Background and objective: Neuroinflammation is one of the pathological pathways of Alzheimer's disease (AD), mediating the progression of neurodegeneration. Polymorphisms of proinflammatory cytokines have been linked to increased AD risk. Identification of certain combinations of polymorphisms could help predict disease in its preclinical stage. The aim of the study was to evaluate differences in the prevalence of TNF alpha -850T (rs1799724), IL1A -889T (rs1800587), and IL6 -174C (rs1800795, Intron type) polymorphisms between AD patients and healthy controls (HC) and determine the impact of these SNPs in combination with the APOE epsilon 4 allele on AD risk. Materials and Methods: The study population is comprised of 107 patients with sporadic AD (AD group) and age- and gender-matched 110 persons without impaired cognitive functions (control group). TNF alpha -850C > T polymorphism was revealed by a PCR and restriction fragment length polymorphism (RFLP) method. Real time PCR was used for IL1A and IL6 SNP genotyping. APOE epsilon genotyping was done via hybridization method. Results: The frequencies of TNF alpha -850T, IL1A -889T, IL6 -174C allele and genotype did not differ between the AD and HC groups (p > 0.05). IL6 -174C was not in HWE, and it was not analysed further. APOE epsilon 4 allele (p = 0.001) and 3/4 and 4/4 genotypes (p = 0.005) were more prevalent in AD patients.

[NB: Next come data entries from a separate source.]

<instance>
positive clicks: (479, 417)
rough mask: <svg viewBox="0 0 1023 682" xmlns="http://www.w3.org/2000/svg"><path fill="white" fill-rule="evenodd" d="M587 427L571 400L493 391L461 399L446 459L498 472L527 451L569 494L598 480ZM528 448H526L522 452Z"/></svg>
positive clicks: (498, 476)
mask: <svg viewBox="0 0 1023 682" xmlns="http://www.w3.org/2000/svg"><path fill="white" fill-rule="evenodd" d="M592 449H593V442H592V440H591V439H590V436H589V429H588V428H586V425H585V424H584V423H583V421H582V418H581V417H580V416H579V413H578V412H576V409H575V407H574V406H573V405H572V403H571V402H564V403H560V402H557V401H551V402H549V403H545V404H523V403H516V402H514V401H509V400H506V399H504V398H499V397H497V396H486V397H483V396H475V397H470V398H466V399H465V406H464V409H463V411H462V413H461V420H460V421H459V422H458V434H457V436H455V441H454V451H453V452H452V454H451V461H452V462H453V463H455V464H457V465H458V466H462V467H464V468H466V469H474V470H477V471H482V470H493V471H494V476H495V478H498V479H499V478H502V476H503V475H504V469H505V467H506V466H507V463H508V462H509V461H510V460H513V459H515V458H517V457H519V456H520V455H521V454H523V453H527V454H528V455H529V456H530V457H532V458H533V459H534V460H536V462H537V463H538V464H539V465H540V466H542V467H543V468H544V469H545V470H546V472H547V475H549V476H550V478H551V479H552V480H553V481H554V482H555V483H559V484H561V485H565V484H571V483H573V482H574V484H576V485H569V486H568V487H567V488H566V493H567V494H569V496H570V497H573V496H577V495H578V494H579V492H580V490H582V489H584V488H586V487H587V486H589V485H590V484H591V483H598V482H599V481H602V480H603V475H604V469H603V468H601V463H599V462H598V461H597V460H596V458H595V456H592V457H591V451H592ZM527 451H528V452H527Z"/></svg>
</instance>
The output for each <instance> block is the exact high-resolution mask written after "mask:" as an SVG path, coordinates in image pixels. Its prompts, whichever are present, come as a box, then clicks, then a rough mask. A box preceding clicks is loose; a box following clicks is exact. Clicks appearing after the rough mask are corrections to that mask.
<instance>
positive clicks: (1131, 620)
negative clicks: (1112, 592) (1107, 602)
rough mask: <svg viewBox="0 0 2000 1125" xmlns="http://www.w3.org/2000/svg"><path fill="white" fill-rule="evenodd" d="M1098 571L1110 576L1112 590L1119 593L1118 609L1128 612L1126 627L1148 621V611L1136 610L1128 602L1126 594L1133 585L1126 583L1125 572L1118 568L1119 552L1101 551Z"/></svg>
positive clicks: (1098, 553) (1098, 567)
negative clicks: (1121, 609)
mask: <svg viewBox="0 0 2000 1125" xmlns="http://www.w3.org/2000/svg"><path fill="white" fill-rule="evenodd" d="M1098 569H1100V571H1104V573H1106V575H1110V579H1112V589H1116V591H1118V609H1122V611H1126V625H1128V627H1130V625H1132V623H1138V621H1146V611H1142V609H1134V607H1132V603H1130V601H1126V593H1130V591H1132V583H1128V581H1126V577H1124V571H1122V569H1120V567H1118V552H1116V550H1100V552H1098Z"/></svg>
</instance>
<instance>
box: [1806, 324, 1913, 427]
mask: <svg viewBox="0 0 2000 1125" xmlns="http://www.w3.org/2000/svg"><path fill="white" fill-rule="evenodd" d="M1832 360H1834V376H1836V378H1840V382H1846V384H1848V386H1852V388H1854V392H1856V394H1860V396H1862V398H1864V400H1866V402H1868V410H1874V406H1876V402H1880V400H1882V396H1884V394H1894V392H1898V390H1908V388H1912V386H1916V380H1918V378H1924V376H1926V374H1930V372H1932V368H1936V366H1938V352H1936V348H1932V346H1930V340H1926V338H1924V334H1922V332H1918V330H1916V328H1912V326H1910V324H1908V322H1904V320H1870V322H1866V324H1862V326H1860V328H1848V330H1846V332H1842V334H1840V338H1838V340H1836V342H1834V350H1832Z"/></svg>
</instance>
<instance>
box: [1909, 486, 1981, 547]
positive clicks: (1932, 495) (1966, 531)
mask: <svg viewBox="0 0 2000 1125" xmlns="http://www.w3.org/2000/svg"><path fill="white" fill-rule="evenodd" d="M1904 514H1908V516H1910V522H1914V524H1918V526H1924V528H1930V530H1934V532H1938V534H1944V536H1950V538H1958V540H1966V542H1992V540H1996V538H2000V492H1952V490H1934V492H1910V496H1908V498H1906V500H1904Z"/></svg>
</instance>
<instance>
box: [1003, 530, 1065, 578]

APOE epsilon 4 carriage increased the risk of AD (OR 2.65, p = 0.001), while TNF alpha -850T and IL1A -889T polymorphisms were not found as significant independent risk factors for AD. The presence of at least one IL1A -889T allele in combination with APOE epsilon 4+ was associated with a lower risk of AD (OR 2.24, p = 0.047) than the carriage of APOE epsilon 4+ alone (OR 2.70, p = 0.015). Conclusions: No significant differences of TNF alpha -850, IL1A -889, and IL6 -174 polymorphisms frequencies were found between AD and control groups. In APOE epsilon 4 carriers IL1A -889T polymorphism was found to reduce the AD risk determined by APOE epsilon 4 alone.